His compliance should have reassured her, but her nerves were leaping, alarmed beyond being easily allayed. It was difficult to breathe. They faced each other in the darkness; he was blocking the path to the house.

“What were you doing?”

His tone was more measured, his words even, but the steel running beneath reminded her of what, over her recent interludes with him, she’d forgotten. His background, his links with the authorities.

She couldn’t tell him anything. Elevating her chin, she fixed him with a look that, darkness or not, should have had a duke stepping back. “What I do is none of your concern.”

He studied her for a long moment, then simply said, “Think again.”

His tone sent cold sluicing through her; the man facing her was the dangerous male she’d always sensed lurking behind his languid façade.

He scared her, yet…she knew it was him, that no matter the situation he wouldn’t harm her.

His gaze didn’t waver from her face; his attention was locked entirely on her. “I saw you leave the house with another woman. I saw you lead her through the wood and give her over to some men waiting with a coach—they knew you, and you knew them. You put the woman into the coach, then watched it leave. Who was the woman? What’s going on? And what’s your role in it?”

If she’d entertained any doubt over how effective he’d been as an “operative,” that speech would have slayed it. His tone was clipped, his diction precise, rendering every word an indictment, imbuing each phrase with authority and unrelenting pressure. More, with the promise of infinite unrelenting pressure until she surrendered and told him all.

Bad enough; simmering beneath his outward, clearly professional detachment was something not detached at all.

Something that set her senses clamoring, but as she stood in the dark, her gaze locked with his, her logical mind repeated what she’d already learned—that with him she was safe—and more forcefully reiterated that her business was none of his affair, had no bearing on their affair, or vice versa.

Regardless of any liaison that might or might not develop between them, telling him of her “business” was a risk too great to take.

“I have nothing to say to you, my lord.” Her words matched his in evenness, in underlying determination. “Regardless of what you may think, I see no reason, no justification, no relationship that necessitates my answering to you.”

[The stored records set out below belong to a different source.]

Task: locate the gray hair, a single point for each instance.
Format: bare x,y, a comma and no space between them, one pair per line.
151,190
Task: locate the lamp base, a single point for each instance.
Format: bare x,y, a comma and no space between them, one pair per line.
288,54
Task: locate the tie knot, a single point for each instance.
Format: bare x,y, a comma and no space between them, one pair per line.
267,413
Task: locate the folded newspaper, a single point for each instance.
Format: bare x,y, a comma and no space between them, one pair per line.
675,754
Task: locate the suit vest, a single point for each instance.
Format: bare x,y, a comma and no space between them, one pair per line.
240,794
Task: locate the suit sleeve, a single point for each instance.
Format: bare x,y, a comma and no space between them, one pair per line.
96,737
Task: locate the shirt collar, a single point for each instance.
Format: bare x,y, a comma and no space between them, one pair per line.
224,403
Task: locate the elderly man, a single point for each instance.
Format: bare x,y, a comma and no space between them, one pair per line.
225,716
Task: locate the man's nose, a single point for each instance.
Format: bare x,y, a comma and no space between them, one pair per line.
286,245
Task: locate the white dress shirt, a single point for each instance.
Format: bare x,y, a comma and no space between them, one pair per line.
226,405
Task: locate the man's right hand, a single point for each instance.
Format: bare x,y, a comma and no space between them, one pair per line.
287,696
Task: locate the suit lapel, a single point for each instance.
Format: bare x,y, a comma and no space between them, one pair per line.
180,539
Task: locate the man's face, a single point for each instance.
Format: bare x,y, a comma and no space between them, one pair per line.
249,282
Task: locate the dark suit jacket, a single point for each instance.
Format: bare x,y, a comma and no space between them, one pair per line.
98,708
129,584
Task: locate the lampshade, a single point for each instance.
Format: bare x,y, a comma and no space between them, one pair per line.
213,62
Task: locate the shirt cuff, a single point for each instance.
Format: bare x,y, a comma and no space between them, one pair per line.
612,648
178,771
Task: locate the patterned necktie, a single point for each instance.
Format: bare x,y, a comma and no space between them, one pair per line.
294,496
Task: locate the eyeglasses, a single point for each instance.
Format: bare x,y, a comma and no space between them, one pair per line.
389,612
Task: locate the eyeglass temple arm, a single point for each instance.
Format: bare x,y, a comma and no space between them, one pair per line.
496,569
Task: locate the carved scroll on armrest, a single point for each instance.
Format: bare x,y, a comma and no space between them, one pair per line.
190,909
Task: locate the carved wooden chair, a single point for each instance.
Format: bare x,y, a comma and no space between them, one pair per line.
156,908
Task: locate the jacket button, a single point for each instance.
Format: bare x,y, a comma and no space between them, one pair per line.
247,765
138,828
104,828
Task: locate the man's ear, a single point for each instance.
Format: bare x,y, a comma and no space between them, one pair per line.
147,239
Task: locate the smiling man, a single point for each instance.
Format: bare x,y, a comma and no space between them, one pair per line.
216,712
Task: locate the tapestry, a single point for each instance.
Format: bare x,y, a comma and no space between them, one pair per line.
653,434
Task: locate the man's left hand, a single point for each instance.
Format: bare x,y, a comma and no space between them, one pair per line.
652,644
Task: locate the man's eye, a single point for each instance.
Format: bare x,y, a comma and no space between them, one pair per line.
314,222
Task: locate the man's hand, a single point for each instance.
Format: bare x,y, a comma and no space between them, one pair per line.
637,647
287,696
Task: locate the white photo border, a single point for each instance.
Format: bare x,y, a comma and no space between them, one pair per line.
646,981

Head high, she held his gaze for an instant, then inclined her head. She started to step around him. “If you’ll excuse—”

“No relationship?”

The words were soft, quiet…dangerous. His tone sent a dark shiver down her spine. Halting, she lifted her head. He hadn’t moved an inch; her step had brought her closer to him. She met his eyes across the inches; her gaze stony, she enunciated, equally quietly, equally clearly, “None.”

His brows rose.

Then he moved.

One second she was standing on the path, in the next she was backed against a tree. A hard hand at her waist pinned her there; before she could blink he caught her chin and tipped it up—and his lips came down on hers.

No relationship?

She knew what he was trying to prove; hands fisting on his shoulders, she tried to hold firm, to deny—but he’d invaded her mouth in that first instant and immediately set about plundering. Her senses, her wits—her strength. The strength she needed to stand against him.

Tightening her fingers in his coat, she tried to push back, but the tree was behind her, and he was immovable.

She gasped through the kiss, desperately searching for some way to end it.

Abruptly his lips lifted from hers.

Eyes closed, she dragged in a breath.

“Tell me.”

An outright order. She hauled in another breath, bolstered her courage. Opening her eyes, she met his—an inch away. “No.” She pushed at his shoulders. “Let me—”

Again he moved so fast her mind was too slow following; he plucked her hands from his shoulders, raised them above her head, and locked them against the trunk, manacled in one of his.

Fear leapt to life inside her, then he leaned into her—and panic roared.